Hrant Dink davası eski avukatlarından Erdal Doğan, iddianamenin başsavcılık tarafından iki defa iade edilmesine ilişkin çarpıcı açıklamalar yaptı. Soruşturmayı yürüten savcı Gökalp Kökçü'ye müdahale edildiğini kaydetti. Avukat Doğan, savcının baskıları tutanak haline getirerek Hakimler ve Savcılar Yüksek Kurulu'na (HSYK) şikayette bulunduğunu belirtti. Ancak bu tutanağın HSYK'da kaybolduğu yönünde ciddi duyumlar aldıklarını açıkladı.

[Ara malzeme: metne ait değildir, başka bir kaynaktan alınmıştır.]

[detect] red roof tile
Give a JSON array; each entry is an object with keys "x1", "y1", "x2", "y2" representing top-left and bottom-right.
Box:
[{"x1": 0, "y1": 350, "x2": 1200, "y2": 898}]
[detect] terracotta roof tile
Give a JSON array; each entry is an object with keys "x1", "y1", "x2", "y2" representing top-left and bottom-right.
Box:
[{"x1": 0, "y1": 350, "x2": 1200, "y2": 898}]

Agos Gazetesi Genel Yayın Yönetmeni Hrant Dink'in öldürülmesine ilişkin kamu görevlilerine yönelik soruşturmada ilginç gelişmeler yaşanıyor. Aralarında mevcut Emniyet İstihbarat Daire Başkanı Engin Dinç'in de yer aldığı 26 isim hakkında Savcı Kökçü tarafından hazırlanan iddianame Başsavcı Vekili Orhan Kapıcı tarafından ‘eksik' olduğu gerekçesiyle iki defa iade edildi. Savcı, iddianameyi geçtiğimiz cuma 3'üncü defa tamamlayarak başsavcılığa gönderdi. Bu iadelerin ardından Engin Dinç (dönemin Trabzon istihbarat şube müdürü), Reşat Altay (dönemin Trabzon emniyet müdürü), Ahmet İlhan Güler'in (dönemin İstanbul istihbarat şube müdürü) şüpheli olarak yer almasının yattığı belirtiliyor. 25 yıla kadar hapis istenen bu isimlerle ilgili iddianamede savcı bir değişiklik yapmadı.

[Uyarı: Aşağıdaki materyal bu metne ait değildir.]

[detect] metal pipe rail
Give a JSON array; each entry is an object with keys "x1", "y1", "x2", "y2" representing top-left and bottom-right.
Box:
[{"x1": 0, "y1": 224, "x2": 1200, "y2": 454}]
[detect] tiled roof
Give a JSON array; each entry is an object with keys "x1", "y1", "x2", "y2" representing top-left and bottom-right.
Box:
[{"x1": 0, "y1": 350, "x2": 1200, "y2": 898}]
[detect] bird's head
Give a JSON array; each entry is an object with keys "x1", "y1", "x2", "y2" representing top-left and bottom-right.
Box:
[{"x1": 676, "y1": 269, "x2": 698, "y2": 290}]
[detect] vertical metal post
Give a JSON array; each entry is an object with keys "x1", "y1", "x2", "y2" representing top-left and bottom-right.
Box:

Başsavcılığın iddianamenin içeriğine müdahale etme yetkisinin olmadığını vurgulayan avukat Erdal Doğan özetle şunları söyledi: “İddianameyi yazmak savcının görevidir. Başsavcı sadece şekil olarak inceler. Başsavcılık iddianameyi 2 defa iade ediyorsa burada bir müdahale vardır. Savcının bağımsız çalışması engelleniyor. İddianamenin iade edilmesinin nedeni hukuki değil, siyasidir. Burada kötü niyet var. CMK 174'e göre iddianameyi değerlendirme ve iade etme yetkisi mahkemeye aittir. Başsavcılık burada iddianameyi iade ederek kendisini mahkemenin yerine koymuştur.

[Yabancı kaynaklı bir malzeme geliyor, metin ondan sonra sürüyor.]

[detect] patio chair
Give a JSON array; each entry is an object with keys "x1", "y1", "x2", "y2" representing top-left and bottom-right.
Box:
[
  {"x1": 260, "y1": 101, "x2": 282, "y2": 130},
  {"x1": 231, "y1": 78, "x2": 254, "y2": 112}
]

Bizim de kamuoyundan takip ettiğimiz kadarıyla iddianamede şüpheli olarak yer alan Engin Dinç, Ahmet İlhan Güler ve Reşat Altay'ın çıkarılması isteniyor. Bizim aldığımız başka bir duyuma göre savcı Gökalp Kökçü, kendisine başsavcılıktan gelen baskıları ve müdahaleyi tutanak haline getirerek HSYK'ya şikayet etmiş. Ancak müdahaleyi şikayet eden bu tutanak HSYK'da kaybolmuş. Bu çok vahim bir iddia. Soruşturmaya ciddi bir müdahale var.”